In Illinois, there were 159,027 active members in the retirement system, and 114,252 retirees as of June 30, 2021, according to the Teachers’ Retirement System of the State of Illinois’s FY2021 Annual Comprehensive Financial Report. The aggregated death rate stands at 106 deaths per 100,000.
Ohio
The Ohio School Employee Retirement System (SERS) Board reported that as of July 2021, 2,995 COVID-19 cases have been reported in SERS’ Medicare plan, with 266 [COVID-19] deaths.
No further mention of COVID-19 numbers or deaths have been made since. In its December 2021 school board report, OHSERS Executive Board Director Richard Stensrud projected a lowering of future COVID-19 deaths among its members and thus chose to stop reporting the figures on COVID-related deaths.
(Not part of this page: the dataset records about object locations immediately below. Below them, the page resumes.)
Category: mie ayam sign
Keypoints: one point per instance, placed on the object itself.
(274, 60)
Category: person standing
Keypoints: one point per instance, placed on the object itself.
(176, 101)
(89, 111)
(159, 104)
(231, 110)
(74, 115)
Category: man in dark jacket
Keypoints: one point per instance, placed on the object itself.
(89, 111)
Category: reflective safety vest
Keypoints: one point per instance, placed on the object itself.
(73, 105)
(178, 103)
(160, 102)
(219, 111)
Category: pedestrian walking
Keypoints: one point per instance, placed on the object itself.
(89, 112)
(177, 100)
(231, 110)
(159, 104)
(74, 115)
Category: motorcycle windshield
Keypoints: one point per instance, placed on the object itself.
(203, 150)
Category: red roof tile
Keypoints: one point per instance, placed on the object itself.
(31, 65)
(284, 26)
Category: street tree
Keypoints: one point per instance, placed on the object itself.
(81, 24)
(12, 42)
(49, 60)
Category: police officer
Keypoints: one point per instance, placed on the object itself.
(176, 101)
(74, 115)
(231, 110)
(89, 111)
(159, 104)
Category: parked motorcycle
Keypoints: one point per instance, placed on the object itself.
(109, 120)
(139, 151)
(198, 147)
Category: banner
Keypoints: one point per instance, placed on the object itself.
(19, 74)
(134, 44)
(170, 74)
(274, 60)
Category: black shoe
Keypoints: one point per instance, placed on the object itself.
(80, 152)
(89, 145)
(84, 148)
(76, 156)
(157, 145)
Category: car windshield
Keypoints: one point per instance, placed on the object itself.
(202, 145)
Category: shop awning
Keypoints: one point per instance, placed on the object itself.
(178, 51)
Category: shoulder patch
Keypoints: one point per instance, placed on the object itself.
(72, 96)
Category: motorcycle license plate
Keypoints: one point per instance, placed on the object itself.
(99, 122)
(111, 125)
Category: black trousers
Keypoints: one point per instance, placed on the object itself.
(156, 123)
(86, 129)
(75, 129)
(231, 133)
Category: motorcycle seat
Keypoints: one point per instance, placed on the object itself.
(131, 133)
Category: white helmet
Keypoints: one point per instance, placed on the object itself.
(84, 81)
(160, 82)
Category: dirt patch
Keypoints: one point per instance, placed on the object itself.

No doubt the OHSERS board knows which members die, as it is its job to know when a member dies and what they died from in order to disburse death benefits and stop retirement payments, among other things.
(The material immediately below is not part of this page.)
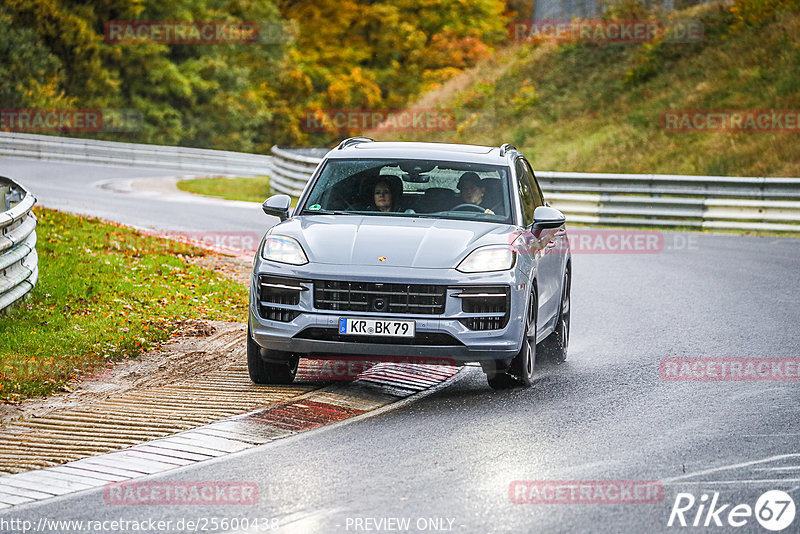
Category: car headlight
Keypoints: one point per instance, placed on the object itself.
(486, 259)
(283, 249)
Ohio had 133,532 educators in service retirement, and 4,789 on disability retirement as of FY 2021, according to its Annual Comprehensive Financial Report. The corresponding COVID-19 death rate would stand at 144 per 100,000.
Georgia
According to the minutes of the Teacher Retirement System of Georgia (TRSGA) Board of Trustees in March 2022, Director Cory Buice “presented an overview of member mortality rates and COVID’s impact on our nation, state and TRS.” This indicates that the TRSGA is aware of and discussed retiree deaths, yet no recording of the meeting could be found either on the TRSGA’s website nor online despite the obvious its life-and-death importance to members.
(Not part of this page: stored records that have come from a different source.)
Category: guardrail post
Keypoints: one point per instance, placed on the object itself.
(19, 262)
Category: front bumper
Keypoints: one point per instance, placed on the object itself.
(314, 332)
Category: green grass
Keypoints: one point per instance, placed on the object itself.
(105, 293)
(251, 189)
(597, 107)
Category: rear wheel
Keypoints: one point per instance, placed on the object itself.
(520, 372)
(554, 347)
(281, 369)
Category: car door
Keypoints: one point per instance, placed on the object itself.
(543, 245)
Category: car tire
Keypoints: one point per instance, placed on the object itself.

According to a WSB-TV2 news report from January 2022, 64 Georgia teacher deaths were reported to have occurred before July 2021.
North Carolina
At a January 27, 2022 board meeting of the Teachers’ and State Employees’ Retirement System, a board member noted, while detailing the lag in processing death notifications and the onboarding of a new employee for that purpose, that “we are currently working overtime. … A lot of deaths, a lot of death increase.” No count of the deaths attributable to COVID-19 or above the “normal” number of deaths could be found.
New Mexico
The minutes of a New Mexico Educational Retirement Board (NMERB) meeting referenced the large number of deaths in 2020. “Ms. [Karla] Leyba [Member Services Bureau Chief] stated that Dr. Duszynski [Board member] had asked at the December meeting how many deaths among frontline workers, i.e., teacher and staff, were COVID-related. While the NMERB does not include the cause of death in its reporting, she did a manual audit from March through December 2020 and found that a large number of people died because of COVID-19 with a significant number of them being Native American.” No recording of the meeting, record of the large number of deaths found by Leyba, nor any further mentions of deaths could be found on NMERB’s website.
Conclusion
Despite the fragmentary and incomplete nature of this count, it clearly indicates the extent to which deaths have been actively covered up by the government, unions and political establishment. The ongoing obscuring of the number of deaths serves to keep workers on the job no matter how many die so that the financial oligarchy can continue reaping profits. It is also an indication of the degree to which the political establishment, trade unions and government are irreversibly subordinated to the interests of the very same financial oligarchy and irreconcilably hostile to workers’ interests as a result.